Operators are used to perform various operations on variables and values.
In this lesson we will do an overview of several operators. It is important to note that PHP divides operators into the following Groups:
As a result of the amount of operators that can be found across these groups, we will go over a few examples in each group. The file used in this lesson is located in your downloads folder. You can use it for future reference, and also go through each operator if you require further information.
We will start with arithmetic operators.
The first section in our PHP file, provides an example of the different arithmetic operators available, including addition, subtraction, multiplication, division and modulus.
We can see the output of each echo statement in our web browser.
An assignment operator is used to set the value of the left operand to the expression on the right, in an equation.
For example, in the equation $x=20. We have assigned the value 20 to x. The output would result in the number 20.
Comparison Operators are used to compare two values (numbers or strings).

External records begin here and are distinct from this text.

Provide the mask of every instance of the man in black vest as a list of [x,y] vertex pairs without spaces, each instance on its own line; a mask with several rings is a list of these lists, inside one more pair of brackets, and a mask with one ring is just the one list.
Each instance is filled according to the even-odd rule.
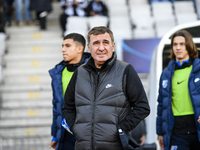
[[110,29],[92,28],[92,57],[77,68],[65,92],[63,116],[76,137],[77,150],[134,149],[127,133],[150,113],[137,73],[117,60],[114,49]]

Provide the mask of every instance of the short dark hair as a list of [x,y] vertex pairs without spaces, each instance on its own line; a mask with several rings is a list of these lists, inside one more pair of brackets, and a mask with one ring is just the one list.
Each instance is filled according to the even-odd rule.
[[87,40],[88,43],[90,43],[90,36],[93,35],[99,35],[99,34],[104,34],[104,33],[108,33],[111,37],[112,43],[114,43],[114,36],[113,36],[113,32],[105,27],[105,26],[99,26],[99,27],[94,27],[92,28],[89,32],[88,32],[88,36],[87,36]]
[[187,32],[186,30],[177,31],[172,35],[172,37],[171,37],[171,54],[170,54],[169,58],[172,60],[176,60],[176,56],[174,55],[174,52],[173,52],[173,40],[177,36],[182,36],[185,38],[185,46],[186,46],[186,50],[188,51],[189,57],[193,60],[195,58],[197,58],[198,57],[197,47],[193,42],[192,35],[189,32]]
[[81,34],[70,33],[70,34],[65,35],[65,37],[63,38],[63,40],[66,40],[66,39],[73,39],[74,41],[79,42],[83,46],[83,51],[84,51],[86,40]]

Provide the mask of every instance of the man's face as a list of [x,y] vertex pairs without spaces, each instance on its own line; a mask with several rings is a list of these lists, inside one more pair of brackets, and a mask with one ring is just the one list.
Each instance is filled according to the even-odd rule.
[[66,39],[62,44],[62,53],[64,61],[69,62],[70,64],[76,64],[80,60],[78,54],[81,52],[80,50],[81,44],[74,41],[73,39]]
[[185,44],[185,38],[182,36],[176,36],[173,39],[173,52],[176,56],[176,61],[180,61],[181,63],[182,61],[189,59],[189,54],[186,50]]
[[95,66],[101,68],[106,60],[112,57],[115,43],[112,43],[110,35],[106,32],[99,35],[91,35],[88,50],[90,51]]

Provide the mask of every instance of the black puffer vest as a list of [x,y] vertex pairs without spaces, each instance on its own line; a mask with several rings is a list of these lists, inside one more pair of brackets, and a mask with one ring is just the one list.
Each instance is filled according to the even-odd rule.
[[88,66],[78,68],[73,126],[76,150],[123,149],[117,126],[131,110],[122,87],[127,65],[113,58],[98,74]]

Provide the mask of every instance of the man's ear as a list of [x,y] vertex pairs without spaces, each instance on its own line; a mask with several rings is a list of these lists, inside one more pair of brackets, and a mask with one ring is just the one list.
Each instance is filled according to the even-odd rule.
[[78,53],[83,53],[83,45],[78,46]]
[[[89,44],[87,44],[87,47],[88,47],[88,51],[90,52],[90,45]],[[91,52],[90,52],[91,53]]]

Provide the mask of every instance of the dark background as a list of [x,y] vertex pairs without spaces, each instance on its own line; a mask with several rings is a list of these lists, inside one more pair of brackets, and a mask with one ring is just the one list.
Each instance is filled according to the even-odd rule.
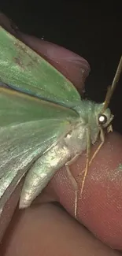
[[[19,28],[66,47],[87,60],[91,72],[86,81],[87,97],[103,102],[122,54],[122,6],[87,1],[6,1],[1,10]],[[122,76],[110,108],[113,128],[122,133]]]

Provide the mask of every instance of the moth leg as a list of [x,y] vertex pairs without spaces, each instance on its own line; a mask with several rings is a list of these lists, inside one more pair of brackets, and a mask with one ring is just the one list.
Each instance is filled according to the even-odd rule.
[[87,160],[86,160],[86,167],[84,169],[83,179],[82,181],[82,186],[81,186],[81,190],[80,190],[80,198],[83,195],[84,184],[85,184],[87,174],[88,172],[88,167],[89,167],[89,163],[90,163],[90,153],[91,153],[91,131],[90,131],[90,127],[87,126]]
[[76,218],[77,217],[77,204],[78,204],[78,184],[75,178],[73,177],[72,173],[70,172],[69,165],[71,165],[78,158],[80,154],[77,154],[73,158],[69,160],[65,164],[65,169],[67,171],[67,173],[68,175],[69,180],[71,180],[72,185],[74,187],[75,190],[75,209],[74,209],[74,215]]
[[98,153],[98,151],[100,150],[101,147],[102,147],[102,145],[103,145],[103,143],[105,142],[105,135],[104,135],[104,132],[103,132],[103,129],[102,128],[101,128],[101,130],[100,130],[100,139],[102,140],[102,142],[101,142],[100,145],[98,147],[98,148],[95,150],[95,152],[94,153],[92,158],[89,161],[90,151],[91,151],[91,147],[90,147],[91,146],[91,143],[90,143],[91,138],[90,138],[90,135],[87,135],[87,163],[86,163],[86,168],[84,169],[84,176],[83,176],[83,183],[82,183],[82,187],[81,187],[81,191],[80,191],[80,196],[82,196],[82,194],[83,194],[83,187],[84,187],[84,183],[85,183],[87,173],[87,171],[88,171],[88,167],[91,164],[92,161],[94,160],[94,158],[95,158],[96,154]]

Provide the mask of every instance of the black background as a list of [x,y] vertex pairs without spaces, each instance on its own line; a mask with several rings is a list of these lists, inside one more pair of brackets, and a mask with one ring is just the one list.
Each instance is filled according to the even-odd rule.
[[[119,2],[4,1],[1,10],[19,28],[66,47],[87,60],[87,97],[103,102],[122,54],[122,8]],[[122,76],[110,108],[113,128],[122,133]]]

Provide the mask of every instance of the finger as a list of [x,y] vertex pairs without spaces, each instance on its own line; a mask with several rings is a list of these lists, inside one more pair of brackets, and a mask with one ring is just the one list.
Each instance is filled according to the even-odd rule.
[[20,211],[15,218],[2,241],[2,256],[120,255],[51,204]]
[[[70,167],[79,191],[82,179],[78,180],[77,175],[84,169],[85,162],[83,154]],[[65,168],[56,173],[50,186],[55,191],[55,198],[74,216],[75,191]],[[121,198],[122,137],[113,132],[89,168],[83,198],[78,200],[78,219],[102,242],[119,250],[122,249]]]

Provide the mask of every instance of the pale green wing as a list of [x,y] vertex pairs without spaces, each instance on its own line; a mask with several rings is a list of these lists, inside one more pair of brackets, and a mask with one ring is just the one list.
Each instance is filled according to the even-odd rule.
[[80,95],[60,72],[0,27],[0,80],[24,92],[74,107]]
[[0,88],[0,210],[31,164],[57,143],[77,113]]

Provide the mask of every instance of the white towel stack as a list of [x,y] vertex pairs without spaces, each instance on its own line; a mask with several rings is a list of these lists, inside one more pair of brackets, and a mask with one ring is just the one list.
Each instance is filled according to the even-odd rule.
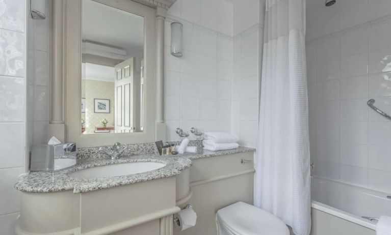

In the first example, we have set the value of x to 300 and y to 300 with quotes.
We use the var_dump function to compare x to y using a double equals sign (==).
The output is true because the value of x is equal to y.
The next operator, (===) is used to see if the left operand is identical to the right. In this case, 300 with no quotes is not identical to 300 without quotes. For that reason false is outputted.
You can go through the remainder of the comparison operators to see the result. They are fairly straight forward, and the comments explain what each one does.
Increment operators are used to incremement or decrement the value of a variable.
We can see in the first example, the initial value of x is set to 50. Using the x++; incremement operator, we can increase the value of x by 1.
We can also decrease the value using a decrement operator, such as the last third example, which decrements 50 by 1 to output 49.
Logical operators are used to combine conditional statements.
In the first example, we have two variables x and y. x is set to 200 and y to 300.
We use an and operator, to check if x is equal to 200 and y is equal to 300. We instruct the script to output the word true, if both those conditons are met.
There are a variety of other logical operators we can use, but we will cover most of them throughout different sections in this course. You can go over the examples for a better understanding of each.
Next we have string operators. These are specially to be used with strings.
The first one allows us to attach one string variable to another. In this case our web browser will output Hello World on the same line, because we have concatenated variable x and y.
Array operators allow us to compare and manipulate arrays.
In the first example we create a union of two arrays, (x and y) by using the plus (+) operator.
In the second example, we check to see if array x is equal to array y.